In recent years, I have been a witness to a shift in emphasis from "direct action" to the soft side of "unconventional war": undertaking relief work in places like the southern Philippines and northern Kenya to win good will and, informally, to pick up intelligence on America's terrorist enemies.
On a larger scale, the disaster relief provided by the aircraft carrier Abraham Lincoln after the Indian Ocean tsunami probably did more to improve America's image in Asia in relation to that of China than any conventional training deployment.
So how can the Pentagon become better at emergency relief without impeding its ability to fight wars? First, it must continue to train primarily for combat. Combat provides a vital esprit de corps, and the skills that are honed in preparation for combat are also the most valuable tools for disaster relief.
In addition, just as our Special Operations division has special units for select commando operations (like the Army Special Forces who can deploy in the snow on skis from helicopters), it should likewise develop more niche capacities for missions such as rescuing people from rubble and flood waters.
Also, the Central Command and each of the military's other geographic-area commands need to create permanent planning units to anticipate disaster responses in their spheres of responsibility. The diplomatic gains we make when our military arrives on scene can be vastly increased if those troops arrive quickly as part of an advance plan.

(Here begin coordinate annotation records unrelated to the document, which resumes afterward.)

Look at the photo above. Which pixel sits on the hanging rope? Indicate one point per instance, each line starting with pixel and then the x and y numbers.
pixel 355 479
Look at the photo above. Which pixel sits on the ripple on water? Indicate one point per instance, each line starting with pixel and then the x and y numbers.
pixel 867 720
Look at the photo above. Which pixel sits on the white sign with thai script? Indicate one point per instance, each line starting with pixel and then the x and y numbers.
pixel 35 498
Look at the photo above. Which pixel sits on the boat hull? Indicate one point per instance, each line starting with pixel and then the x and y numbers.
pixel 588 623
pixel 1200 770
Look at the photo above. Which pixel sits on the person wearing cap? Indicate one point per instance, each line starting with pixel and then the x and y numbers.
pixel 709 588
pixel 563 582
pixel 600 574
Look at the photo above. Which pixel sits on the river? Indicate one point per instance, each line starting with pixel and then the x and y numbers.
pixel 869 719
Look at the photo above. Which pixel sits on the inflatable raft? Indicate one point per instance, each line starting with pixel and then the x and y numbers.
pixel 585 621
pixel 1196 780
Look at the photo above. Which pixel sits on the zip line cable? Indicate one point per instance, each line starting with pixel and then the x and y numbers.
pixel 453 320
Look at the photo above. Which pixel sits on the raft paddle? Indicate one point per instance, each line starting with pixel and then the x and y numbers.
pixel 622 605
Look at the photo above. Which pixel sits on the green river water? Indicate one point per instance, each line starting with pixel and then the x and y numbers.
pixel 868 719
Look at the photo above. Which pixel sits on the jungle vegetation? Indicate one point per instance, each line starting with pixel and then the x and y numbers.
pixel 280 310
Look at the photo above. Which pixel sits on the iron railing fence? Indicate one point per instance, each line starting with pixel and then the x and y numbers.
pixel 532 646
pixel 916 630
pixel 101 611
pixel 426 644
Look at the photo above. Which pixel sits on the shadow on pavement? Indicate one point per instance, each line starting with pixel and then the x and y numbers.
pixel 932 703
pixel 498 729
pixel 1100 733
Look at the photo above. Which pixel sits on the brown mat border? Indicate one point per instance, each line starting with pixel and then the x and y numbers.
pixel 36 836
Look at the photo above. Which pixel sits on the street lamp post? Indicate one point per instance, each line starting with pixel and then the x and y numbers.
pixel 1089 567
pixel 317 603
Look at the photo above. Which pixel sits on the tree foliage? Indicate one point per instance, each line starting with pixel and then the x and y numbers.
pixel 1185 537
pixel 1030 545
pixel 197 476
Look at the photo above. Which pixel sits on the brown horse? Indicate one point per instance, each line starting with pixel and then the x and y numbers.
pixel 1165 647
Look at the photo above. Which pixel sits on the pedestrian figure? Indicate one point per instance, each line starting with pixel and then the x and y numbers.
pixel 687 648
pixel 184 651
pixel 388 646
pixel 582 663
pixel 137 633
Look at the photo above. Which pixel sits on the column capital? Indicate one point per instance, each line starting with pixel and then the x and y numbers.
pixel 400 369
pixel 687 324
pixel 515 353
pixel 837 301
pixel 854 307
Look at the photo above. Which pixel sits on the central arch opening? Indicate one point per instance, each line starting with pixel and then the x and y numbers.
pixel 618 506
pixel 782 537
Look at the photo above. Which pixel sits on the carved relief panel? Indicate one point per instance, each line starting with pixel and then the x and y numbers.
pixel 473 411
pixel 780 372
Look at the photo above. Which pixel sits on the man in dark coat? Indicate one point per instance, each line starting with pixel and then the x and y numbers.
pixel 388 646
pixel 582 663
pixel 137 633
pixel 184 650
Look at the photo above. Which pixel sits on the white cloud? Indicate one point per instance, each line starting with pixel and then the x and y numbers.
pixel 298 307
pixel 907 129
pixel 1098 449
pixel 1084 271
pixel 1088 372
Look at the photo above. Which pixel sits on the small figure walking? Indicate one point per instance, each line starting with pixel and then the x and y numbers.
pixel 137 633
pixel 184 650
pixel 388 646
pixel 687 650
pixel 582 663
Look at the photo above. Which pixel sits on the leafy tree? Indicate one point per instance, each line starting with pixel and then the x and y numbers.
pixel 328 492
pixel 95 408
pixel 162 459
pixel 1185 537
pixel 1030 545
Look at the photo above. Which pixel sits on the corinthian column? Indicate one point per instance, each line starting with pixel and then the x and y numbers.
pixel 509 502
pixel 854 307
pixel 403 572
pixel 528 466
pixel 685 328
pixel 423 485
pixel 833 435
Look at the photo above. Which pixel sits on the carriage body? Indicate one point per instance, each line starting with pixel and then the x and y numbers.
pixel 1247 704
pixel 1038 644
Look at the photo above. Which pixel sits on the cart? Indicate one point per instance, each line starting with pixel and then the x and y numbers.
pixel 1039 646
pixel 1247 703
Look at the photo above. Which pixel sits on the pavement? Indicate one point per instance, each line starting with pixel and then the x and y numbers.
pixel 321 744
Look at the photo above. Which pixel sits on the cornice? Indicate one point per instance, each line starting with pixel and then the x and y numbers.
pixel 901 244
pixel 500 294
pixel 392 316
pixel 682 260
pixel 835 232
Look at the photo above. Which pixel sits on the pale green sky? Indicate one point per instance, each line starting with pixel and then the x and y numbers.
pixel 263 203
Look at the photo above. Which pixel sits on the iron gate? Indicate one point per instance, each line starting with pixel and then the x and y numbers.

Finally, just as civilian nongovernmental groups are often needlessly antagonistic toward the American military, our troops are sometimes guilty of having a gruff attitude toward the civilian workers. If American soldiers want to be more effective and better liked abroad, they'll have to be able to work in a coordinated way with, or even alongside, nongovernmental groups like Doctors Without Borders and the International Red Cross.
The Pentagon is a big fan of peacetime "combined ops" with foreign militaries, and this term should be expanded to include training with civilian do-gooder groups as well. (To its credit, the Navy has plans to experiment with this by embedding personnel from nongovernmental organizations on its hospital ships.)
Will a new emphasis on disaster relief further strain an already overstretched military? No. Most of our deployments around the world, for either military or humanitarian efforts, involve small groups, perhaps several platoons. It is Iraq that's been breaking the system, and as we gradually lower our troop levels in that country, there will be more capacity for operations that provide significant diplomatic benefits.
Fluidity and flexibility now define military affairs. There is no better example than Pakistan, a country always on the brink of dissolving into chaos, which would result in our having to place Special Operations forces in great numbers inside the tribal groups and agencies along the Afghan border. In any case, hunting down al-Qaida in its lair will be impossible without the good will of the local population.
That attitude can be generated by relief work of the kind taking place in Kashmir. It's the classic counterinsurgency model: winning without firing a shot. And it's what the future of the American military increasingly will be about.
Robert D. Kaplan is a correspondent for the Atlantic Monthly and author of "Imperial Grunts: The American Military on the Ground."